Bazzana appears to set himself apart here in that he was not asked to write a biography on Gould as he described in the book. There are many snippits of things I've allready knew about Gould here, but Bazzana also tries to put another angle on some of the eccentricities most have heard or read about prior. He encapsulates many different views of Gould, so much so that I feel that I have a bit more insite here. Also, Bazzana appears to set some of the record straight for other biographical sources such as Andrew Kazdin's work called "Glenn Gould At Work, Creative Lying" which is another book I gained knowledge from and did enjoy. It may not be entirely possible to have a true biographical account of Gould, but I still appreciate this additional account of his life although I am only giving it 4 stars because I feel there will never be a complete biography of an individual due to different sources and views, but this one is generally well researched. It does re-hash some of the other interview material, sources etc, but within the book there does appear to be an attempt here to rationalize his behaviour and give a better look beyond the stereotype.
The Enduring Fascination of Gould
What is it about Glenn Gould? He's been the subject of books, dvds, and one odd movie made up of a mosaic of short films. Gould's life and music has captured the attention and imagination of people who otherwise would not venture anywhere near classical performers.
"Wondrous Strange" doesn't delve deeply into opinions, or really attempt to explain why people were (and are) so affected by Gould--it simply lays out Gould's life in block-like sections, marking his attitudes and approaches to both music and life. The result is a thick book full of Gouldian lore, with many fascinating passages, that doesn't cohere quite as well as it could have. Bazzana develops themes, drops them, and then revisits them a few chapters on. Pages could have been trimmed where Bazzana is busy repeating himself. It's as if the book were trying to envelope Gould, like an octopus settling on a lobster.
Does it succeed? Mostly, yes. With repeated gleanings, Gould emerges to the reader as something of a "mutant"--a person slightly ahead of his time. He was a reclusive person, who came to hate concert limelight, and found great comfort in the controlled technology of the studio.

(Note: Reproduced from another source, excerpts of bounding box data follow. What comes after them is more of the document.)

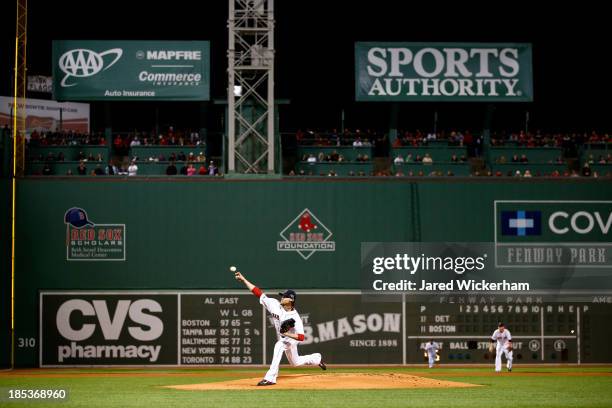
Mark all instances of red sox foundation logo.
[276,208,336,259]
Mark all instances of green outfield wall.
[8,178,612,366]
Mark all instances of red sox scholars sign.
[64,207,126,261]
[276,208,336,260]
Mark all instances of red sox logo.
[276,208,336,259]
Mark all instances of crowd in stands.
[393,153,468,166]
[302,150,370,163]
[26,130,106,147]
[491,130,612,156]
[393,129,474,148]
[295,129,386,147]
[113,126,206,155]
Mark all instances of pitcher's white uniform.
[491,329,512,372]
[425,341,440,368]
[259,293,321,383]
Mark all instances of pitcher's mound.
[167,373,478,391]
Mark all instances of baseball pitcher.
[235,272,327,386]
[425,340,440,368]
[491,322,512,372]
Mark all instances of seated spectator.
[104,161,119,176]
[582,163,591,177]
[208,160,219,176]
[128,158,138,176]
[166,161,178,176]
[77,160,87,176]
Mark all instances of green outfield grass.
[0,367,612,408]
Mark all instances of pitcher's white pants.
[427,353,436,368]
[495,344,512,371]
[264,340,321,383]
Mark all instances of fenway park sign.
[355,42,533,102]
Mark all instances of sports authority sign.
[64,207,126,261]
[53,41,210,101]
[355,42,533,102]
[276,208,336,260]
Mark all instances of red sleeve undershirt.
[251,286,304,341]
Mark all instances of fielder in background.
[232,268,327,385]
[425,340,440,368]
[489,322,512,373]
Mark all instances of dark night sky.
[0,0,612,131]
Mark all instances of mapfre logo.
[276,208,336,259]
[58,48,123,88]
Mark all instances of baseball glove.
[280,319,295,333]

He (probably correctly) discerned that an artist usually communicates better, and certainly more intimately, through recordings than through concerts.
Gould's belief in the classical music performer's right to interpret and reimagine great works of music put him at odds with many critics, as did his tendency to "sing" wordlessly as he played. These things only served to reinforce Gould's singularity, and mark him as a modernist. Like James Dean, or the Beatles, Gould transcended his time. He was a dreamer who continues to captivate and to inspire dreams in his legion of followers.